Take the EPA for example. The agency was deep in the pockets of Obama and his liberal cronies for years, and created a great deal of skewed policy based solely on the ideas of that side of American politics. As far as over-exertive government agencies go, perhaps only the TSA is more troubling.
So when Donald Trump announced his plans to reduce the scope of the oversized and under regulated EPA, liberals lost their minds. There were overblown claims of mass destruction, extinctions, and total chaos that would certainly stem from the reorganization.
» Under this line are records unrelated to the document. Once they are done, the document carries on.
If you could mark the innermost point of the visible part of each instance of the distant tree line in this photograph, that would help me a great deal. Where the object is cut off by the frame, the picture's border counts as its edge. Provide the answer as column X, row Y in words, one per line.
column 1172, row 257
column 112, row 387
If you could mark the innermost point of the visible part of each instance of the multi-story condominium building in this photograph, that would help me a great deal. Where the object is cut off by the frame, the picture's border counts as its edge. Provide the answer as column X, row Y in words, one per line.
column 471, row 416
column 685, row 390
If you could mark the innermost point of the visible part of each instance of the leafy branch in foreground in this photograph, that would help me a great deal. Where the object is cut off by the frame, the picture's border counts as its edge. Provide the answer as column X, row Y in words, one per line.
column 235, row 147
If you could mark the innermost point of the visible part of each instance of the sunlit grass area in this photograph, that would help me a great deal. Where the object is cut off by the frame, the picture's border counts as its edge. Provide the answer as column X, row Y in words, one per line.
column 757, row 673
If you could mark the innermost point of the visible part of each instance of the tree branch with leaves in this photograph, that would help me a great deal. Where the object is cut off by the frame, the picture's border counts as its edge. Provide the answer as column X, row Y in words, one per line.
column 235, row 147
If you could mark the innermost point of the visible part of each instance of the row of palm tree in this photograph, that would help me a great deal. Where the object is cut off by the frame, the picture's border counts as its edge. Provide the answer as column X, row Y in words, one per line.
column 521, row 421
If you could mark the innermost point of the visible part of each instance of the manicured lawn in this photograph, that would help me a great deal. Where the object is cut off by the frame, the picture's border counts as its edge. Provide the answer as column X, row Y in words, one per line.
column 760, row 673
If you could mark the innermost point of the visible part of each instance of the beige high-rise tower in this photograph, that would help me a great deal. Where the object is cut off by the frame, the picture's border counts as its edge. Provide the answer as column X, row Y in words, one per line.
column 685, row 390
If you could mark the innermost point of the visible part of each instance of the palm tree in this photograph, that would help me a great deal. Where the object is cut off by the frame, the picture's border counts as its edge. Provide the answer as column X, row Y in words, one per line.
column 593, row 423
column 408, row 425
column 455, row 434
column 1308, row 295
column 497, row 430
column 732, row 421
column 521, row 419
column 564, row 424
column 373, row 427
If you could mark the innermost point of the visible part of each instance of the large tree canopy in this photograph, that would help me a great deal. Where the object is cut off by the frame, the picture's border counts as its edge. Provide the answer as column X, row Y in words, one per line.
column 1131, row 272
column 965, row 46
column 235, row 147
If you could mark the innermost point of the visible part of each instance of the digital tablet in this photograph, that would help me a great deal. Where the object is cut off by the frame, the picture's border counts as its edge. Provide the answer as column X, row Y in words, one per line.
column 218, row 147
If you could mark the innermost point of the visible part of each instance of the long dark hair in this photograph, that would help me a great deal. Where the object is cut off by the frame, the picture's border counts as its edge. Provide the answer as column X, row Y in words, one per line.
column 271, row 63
Social media was absolutely humming with ill-conceived doom and gloom predictions by armchair scientists who were most likely triggered by the idea of a smaller EPA.
One group not complaining, however, were First Nations People of the Navajo tribe.
“The Navajo Generating Station and the Kayenta Mine on Navajo land in Arizona has directly and indirectly provided 3,100 jobs and $180 million in annual income to workers and their families.
“The lease agreements, royalties, and other payments are tied to the plant and mine account for approximately 20 percent of Navajo Nation annual general fund revenue, with the money used to fund schools, emergency services, infrastructure, and public parks.
“And now, because regulations have driven up the cost of coal, the plant owners who lease the land have announced it will close in 2019, adding even more strain to a communitythat suffers from a 42 percent unemployment rate and 43 percent of its people living below the federal poverty line.
“Now, the Navajo Nation hopes that President Donald Trump and the Department of the Interior Secretary Ryan Zinke will help resolve this crisis by working to keep the plant open for 10 years so that alternative income streams can be developed ahead of its closure.”
Barack Obama, you see, was waging a full on war against the coal industry during his time in office. When Hillary Clinton began campaigning in 2016, promising to be a surrogate third term for the disastrous president, she was not at all welcome in coal country. Her campaign stops received massive vocal backlash in West Virginia, where she was considered “an enemy of coal”.
You see, the policies developed by the EPA in the last decade are not aimed at making American efficient with their resources. The EPA’s purpose was to serve as ground zero for the total abandonment of resource mining in America and the world. Much like Al Gore created a carbon credits company before touting global warming as an actual thing in order to profit, the EPA has been working a campaign of anti-fossil fuels for years. This insider dealing would then allow liberals to work their investments to suit what they believed would be a renewable resource boom, effectively stacking the deck in their favor.
Now, if the Trump administration can follow through on their promise to repeal the Obama-era coal restrictions, these Navajo people will be able to live without the fear of economic collapse.